Diagonals $AC$ and $BD$ of a quadrilateral $ABCD$ interested at $O$ in such a way that $ar\left(△AOD\right)=ar\left(△BOC\right)$. Prove that $ABCD$ is a trapezium.

Answer 1

Here, $ABCD$ is a quadrilateral where diagonals $AC$ and $BD$ intersect at $O$.

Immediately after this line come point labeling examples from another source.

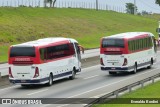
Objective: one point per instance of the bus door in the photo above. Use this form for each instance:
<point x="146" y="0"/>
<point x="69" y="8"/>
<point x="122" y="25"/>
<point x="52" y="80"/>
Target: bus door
<point x="78" y="54"/>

$\Rightarrow$ $ar\left(△AOD\right)=ar\left(△BOC\right)$

Adding $ar\left(ODC\right)$ on both sides,

$\Rightarrow$ $ar\left(AOD\right)+ar\left(ODC\right)=ar\left(BOC\right)+ar\left(ODC\right)$

$\Rightarrow$ $ar\left(ADC\right)=ar\left(BDC\right)$

Now, $△ADC$ and $△BDC$ lie on the same base $DC$ and are equal in area and they lie between the lines $AB$ and $DC$

$\Rightarrow$ $AB\parallel DC$ ( Two triangles having the same base and equal areas lie between the same parallels )

In $ABCD,$

$\Rightarrow$ $AB\parallel DC$

So, one pair of opposite sides is parallel,

$\therefore$ $ABCD$ is trapezium.